France's former president, Jacques Chirac on the right, and the country's current president, Nicolas Sarkozy, attend a ceremony honoring France's wartime resistance heroes in Paris in Mar. 21, 2007. (Charles Platiau/Reuters)
Opinion: In France, l’Etat is no longer moi
Dodging corruption charges and facing jail time, French leaders go out of their way to give Louis XIV a bad name.
PARIS, France — Beheadings and bad times aside, French rulers have basked in a protective glow emanating for 300 years from the Sun King, old Louis (“L’Etat, c’est moi”) XIV.
After Charles de Gaulle strode down a liberated Champs Elysees chest and nose first, and then designed the Fifth Republic, besmirching presidents amounted to lese majeste.
No longer. What with hound-dog investigating judges, fed-up politicos and a restive rabble, a series of dramatic skirmishes now reverberate in the highest places.
Jacques Chirac, still wildly popular two years after leaving the Elysee Palace, was charged with creating 21 phony jobs for cronies when he was mayor of Paris.
Charles Pasqua, Chirac’s powerful interior minister, was sentenced to a year of hard time over an African arms deal. In a news conference, he implicated the ex-president.
Pasqua was convicted of arranging a medal for Arcadi Gayadamak, a Russian arms dealer, in exchange for a large donation to an association of which he was vice president.
“Can anyone imagine for one minute that I would prostitute myself over a decoration?” he asked. Later, he said, “The real question is why, if this arms sale was illegal, didn’t Chirac stop it.”
Meantime, President Nicolas Sarkozy hauled former Prime Minister Dominique de Villepin into court, saying he spread false corruption rumors as a campaign tactic. Even a suspended sentence would keep Villepin from public office.
As Sarkozy smarted from criticism that he was taking vengeance too far, a storm broke over the plum job about to go to his 23-year-old son, Jean, a second-year law student.
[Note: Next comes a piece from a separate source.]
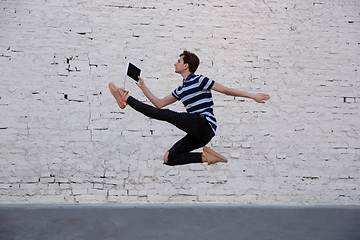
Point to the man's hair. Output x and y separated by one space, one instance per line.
191 59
Sarkozy’s partisans on the Hauts de Seine council had tapped Jean to oversee La Defense, Europe’s largest skyscraper park, at the western edge of Paris.
Senior people in the president’s party decried what they called nepotism, an unseemly fast track for a controversial young man many call Prince Jean.
At last moment, Jean withdrew. He said he did not speak to the president about his decision. But, he added, he talked to his father.
When it was over, John Lichfield of the London Independent quoted an unnamed National Assemblyman in Sarkozy’s UMP party:
“It is infuriating and disturbing that the president cannot see the harm he is doing to himself. You have to remember that Sarkozy was elected as a man who would break down the barriers to success in France, the real barriers but also the invisible, psychological barriers.”
True enough, Sarkozy rose as a technocrat, the son of Hungarian parents, who campaigned on a promise to make France more egalitarian, freed from a narrow ruling elite.
“For the first time, France successfully stood up for its own values, against those of Mr. Sarkozy,” Lichfield concluded. “The French Republic 1, The Emperor Nicolas Sarkozy 0.”